Tumors caught early have a lower probability of advancing to the lymph nodes and improve patient outcomes, the BMJ study found.
Awareness on the importance of breast cancer screening is widespread, both in the United States and globally. Per the US Preventive Services Task Force, women 50 to 74 years of age are recommended to start biennial screening mammography. This could be one of the reasons for the significantly improved 5-year breast cancer survival rates in the United States: from 75% back in the 1970s to 90% in the 2000s. Now, a study from the Netherlands has provided proof of the impact of screening and early diagnosis.
Researchers in Netherlands conducted an exhaustive, nationwide population study, investigating their national cancer registry, which included nearly 174,000 patients with breast cancer. The women, diagnosed with primary breast cancer between 1999 and 2012, were placed in 1 of 2 cohorts based on whether they were diagnosed between 1999 and 2005 or between 2006 and 2012. The primary outcome measure was survival.
Women diagnosed in the later years (after 2006) had relatively smaller tumors that, most often, did not present with lymph node metastases. These patients did receive more chemotherapy, hormonal therapy, and targeted therapy compared with those diagnosed before 2006. The relative 5-year survival rate in the 2006 to 2012 cohort was 96%, and 100% if the tumors were less than 1 cm in size. Mortality in both cohorts correlated with increasing tumor size. Additionally, the authors found that mortality in patients with invasive disease did not increase till the tumors reached 1 cm in size or till the cancer progressed to the lymph nodes.

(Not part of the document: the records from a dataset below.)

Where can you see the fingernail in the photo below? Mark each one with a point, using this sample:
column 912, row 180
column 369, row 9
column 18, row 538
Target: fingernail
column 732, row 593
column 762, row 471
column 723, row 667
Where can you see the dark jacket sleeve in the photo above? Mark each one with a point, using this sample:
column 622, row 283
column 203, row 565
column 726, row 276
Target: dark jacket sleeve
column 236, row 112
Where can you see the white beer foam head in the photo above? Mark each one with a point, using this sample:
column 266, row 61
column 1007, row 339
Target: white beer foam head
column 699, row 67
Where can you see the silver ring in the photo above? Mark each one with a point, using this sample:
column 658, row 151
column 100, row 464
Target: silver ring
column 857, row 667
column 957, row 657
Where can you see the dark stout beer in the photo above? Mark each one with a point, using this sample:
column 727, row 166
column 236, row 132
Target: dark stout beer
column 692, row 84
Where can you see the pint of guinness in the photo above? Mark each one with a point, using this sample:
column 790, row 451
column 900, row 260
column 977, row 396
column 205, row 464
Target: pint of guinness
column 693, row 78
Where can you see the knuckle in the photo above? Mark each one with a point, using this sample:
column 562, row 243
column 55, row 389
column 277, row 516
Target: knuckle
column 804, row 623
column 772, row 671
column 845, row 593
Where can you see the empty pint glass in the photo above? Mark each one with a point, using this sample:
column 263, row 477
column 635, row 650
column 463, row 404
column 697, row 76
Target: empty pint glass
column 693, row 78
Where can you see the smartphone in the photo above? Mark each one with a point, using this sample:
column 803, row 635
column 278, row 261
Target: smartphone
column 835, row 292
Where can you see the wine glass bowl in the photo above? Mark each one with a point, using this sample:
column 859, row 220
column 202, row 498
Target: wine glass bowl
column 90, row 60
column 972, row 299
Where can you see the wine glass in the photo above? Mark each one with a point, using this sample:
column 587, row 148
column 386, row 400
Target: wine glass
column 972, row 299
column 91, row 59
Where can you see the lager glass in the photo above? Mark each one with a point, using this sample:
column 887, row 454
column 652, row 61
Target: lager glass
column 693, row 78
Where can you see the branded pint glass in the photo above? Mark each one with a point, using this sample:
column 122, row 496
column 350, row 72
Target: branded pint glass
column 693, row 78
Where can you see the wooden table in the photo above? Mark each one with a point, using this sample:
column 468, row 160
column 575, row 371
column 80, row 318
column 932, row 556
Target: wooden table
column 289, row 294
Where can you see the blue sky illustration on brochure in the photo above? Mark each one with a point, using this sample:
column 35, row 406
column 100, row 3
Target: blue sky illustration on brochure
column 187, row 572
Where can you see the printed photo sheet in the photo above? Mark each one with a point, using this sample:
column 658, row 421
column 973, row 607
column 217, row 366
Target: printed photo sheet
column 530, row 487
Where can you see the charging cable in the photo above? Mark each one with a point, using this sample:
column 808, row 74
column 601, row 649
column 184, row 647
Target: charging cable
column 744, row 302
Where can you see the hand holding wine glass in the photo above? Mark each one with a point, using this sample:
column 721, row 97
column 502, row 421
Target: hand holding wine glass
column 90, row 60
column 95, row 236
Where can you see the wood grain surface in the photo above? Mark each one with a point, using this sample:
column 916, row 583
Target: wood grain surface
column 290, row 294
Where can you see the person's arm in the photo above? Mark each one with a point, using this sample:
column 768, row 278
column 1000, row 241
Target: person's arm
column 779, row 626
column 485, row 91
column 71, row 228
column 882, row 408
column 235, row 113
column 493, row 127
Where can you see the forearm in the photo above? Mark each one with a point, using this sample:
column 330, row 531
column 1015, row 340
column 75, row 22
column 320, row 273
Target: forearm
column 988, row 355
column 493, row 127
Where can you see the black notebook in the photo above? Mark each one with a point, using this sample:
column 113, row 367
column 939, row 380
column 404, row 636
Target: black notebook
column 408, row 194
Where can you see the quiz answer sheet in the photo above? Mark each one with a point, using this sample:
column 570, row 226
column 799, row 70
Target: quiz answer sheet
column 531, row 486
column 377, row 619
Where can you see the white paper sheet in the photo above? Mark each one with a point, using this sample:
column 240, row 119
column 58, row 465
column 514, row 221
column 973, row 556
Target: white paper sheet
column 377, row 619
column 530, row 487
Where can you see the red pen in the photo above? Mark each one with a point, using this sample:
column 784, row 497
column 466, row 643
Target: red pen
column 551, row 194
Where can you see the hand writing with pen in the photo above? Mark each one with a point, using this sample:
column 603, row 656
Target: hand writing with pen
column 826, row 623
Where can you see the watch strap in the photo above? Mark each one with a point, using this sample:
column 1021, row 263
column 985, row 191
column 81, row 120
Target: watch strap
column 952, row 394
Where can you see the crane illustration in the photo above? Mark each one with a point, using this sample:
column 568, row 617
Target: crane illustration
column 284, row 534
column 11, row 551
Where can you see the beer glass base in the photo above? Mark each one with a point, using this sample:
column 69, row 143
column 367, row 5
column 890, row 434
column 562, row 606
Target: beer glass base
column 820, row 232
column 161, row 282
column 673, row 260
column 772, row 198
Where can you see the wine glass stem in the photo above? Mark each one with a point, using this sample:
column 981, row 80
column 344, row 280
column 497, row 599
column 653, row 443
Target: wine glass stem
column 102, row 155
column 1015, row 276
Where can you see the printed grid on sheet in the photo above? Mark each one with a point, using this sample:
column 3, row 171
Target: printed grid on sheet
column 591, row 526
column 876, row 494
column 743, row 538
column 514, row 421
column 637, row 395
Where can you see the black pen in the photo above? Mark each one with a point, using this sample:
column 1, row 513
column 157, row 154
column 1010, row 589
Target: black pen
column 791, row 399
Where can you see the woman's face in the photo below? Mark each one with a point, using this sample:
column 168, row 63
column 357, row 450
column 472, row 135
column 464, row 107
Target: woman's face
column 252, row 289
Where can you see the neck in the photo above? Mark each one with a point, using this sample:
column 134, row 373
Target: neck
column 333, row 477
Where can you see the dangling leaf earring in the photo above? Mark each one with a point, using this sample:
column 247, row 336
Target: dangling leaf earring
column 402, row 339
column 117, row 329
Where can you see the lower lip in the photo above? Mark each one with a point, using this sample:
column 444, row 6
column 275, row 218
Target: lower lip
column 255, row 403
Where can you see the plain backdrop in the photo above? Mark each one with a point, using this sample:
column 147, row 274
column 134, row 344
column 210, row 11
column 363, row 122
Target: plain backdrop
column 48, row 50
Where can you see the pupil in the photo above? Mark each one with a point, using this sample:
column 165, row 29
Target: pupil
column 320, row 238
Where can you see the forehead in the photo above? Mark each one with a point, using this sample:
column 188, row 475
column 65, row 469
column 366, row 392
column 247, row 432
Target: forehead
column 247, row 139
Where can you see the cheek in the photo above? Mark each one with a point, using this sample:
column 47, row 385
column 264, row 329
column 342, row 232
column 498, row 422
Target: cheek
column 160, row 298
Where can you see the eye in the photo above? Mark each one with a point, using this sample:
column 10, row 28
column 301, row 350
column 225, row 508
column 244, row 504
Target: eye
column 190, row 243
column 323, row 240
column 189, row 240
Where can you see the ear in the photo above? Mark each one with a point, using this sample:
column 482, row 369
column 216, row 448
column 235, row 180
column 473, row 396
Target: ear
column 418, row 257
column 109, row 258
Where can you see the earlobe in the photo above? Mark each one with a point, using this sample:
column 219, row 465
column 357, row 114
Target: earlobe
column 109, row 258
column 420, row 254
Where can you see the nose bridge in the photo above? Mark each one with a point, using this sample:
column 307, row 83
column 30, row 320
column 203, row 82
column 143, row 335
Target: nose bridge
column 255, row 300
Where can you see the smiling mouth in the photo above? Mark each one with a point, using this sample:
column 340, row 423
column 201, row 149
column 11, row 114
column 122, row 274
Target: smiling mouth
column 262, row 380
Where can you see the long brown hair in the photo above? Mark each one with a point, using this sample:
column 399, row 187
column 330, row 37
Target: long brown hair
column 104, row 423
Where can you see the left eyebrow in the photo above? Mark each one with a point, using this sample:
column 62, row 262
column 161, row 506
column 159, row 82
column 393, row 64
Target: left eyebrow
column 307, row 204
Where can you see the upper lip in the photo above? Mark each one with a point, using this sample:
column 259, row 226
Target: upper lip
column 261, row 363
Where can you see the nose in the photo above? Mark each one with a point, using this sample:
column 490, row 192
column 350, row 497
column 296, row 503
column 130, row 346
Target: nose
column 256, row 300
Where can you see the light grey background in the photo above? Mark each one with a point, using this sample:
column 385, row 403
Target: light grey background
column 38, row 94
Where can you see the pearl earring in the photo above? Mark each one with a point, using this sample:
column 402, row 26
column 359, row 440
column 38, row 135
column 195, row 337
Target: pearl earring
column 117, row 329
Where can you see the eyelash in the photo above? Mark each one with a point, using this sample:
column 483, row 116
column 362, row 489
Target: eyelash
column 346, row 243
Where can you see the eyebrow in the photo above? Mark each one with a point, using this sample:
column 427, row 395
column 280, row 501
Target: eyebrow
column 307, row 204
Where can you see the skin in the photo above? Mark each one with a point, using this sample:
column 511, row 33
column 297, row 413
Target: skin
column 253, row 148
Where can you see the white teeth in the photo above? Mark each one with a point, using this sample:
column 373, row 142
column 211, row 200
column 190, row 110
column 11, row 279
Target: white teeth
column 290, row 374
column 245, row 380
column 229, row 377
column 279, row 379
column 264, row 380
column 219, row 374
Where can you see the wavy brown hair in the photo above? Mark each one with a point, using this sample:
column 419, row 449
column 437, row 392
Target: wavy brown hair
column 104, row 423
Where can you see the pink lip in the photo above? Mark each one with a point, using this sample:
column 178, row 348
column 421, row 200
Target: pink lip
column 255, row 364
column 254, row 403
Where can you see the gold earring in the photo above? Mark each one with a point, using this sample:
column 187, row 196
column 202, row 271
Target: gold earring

Between 1999 and 2012, the authors observed a 17% increase in the diagnosis of breast cancer, which they attribute to the ageing population—older age being a major risk factor for breast cancer.
The authors believe that their study can help both policymakers and physicians in clinical decision making, while raising patient awareness on the impact of stage and treatment choices on disease prognosis.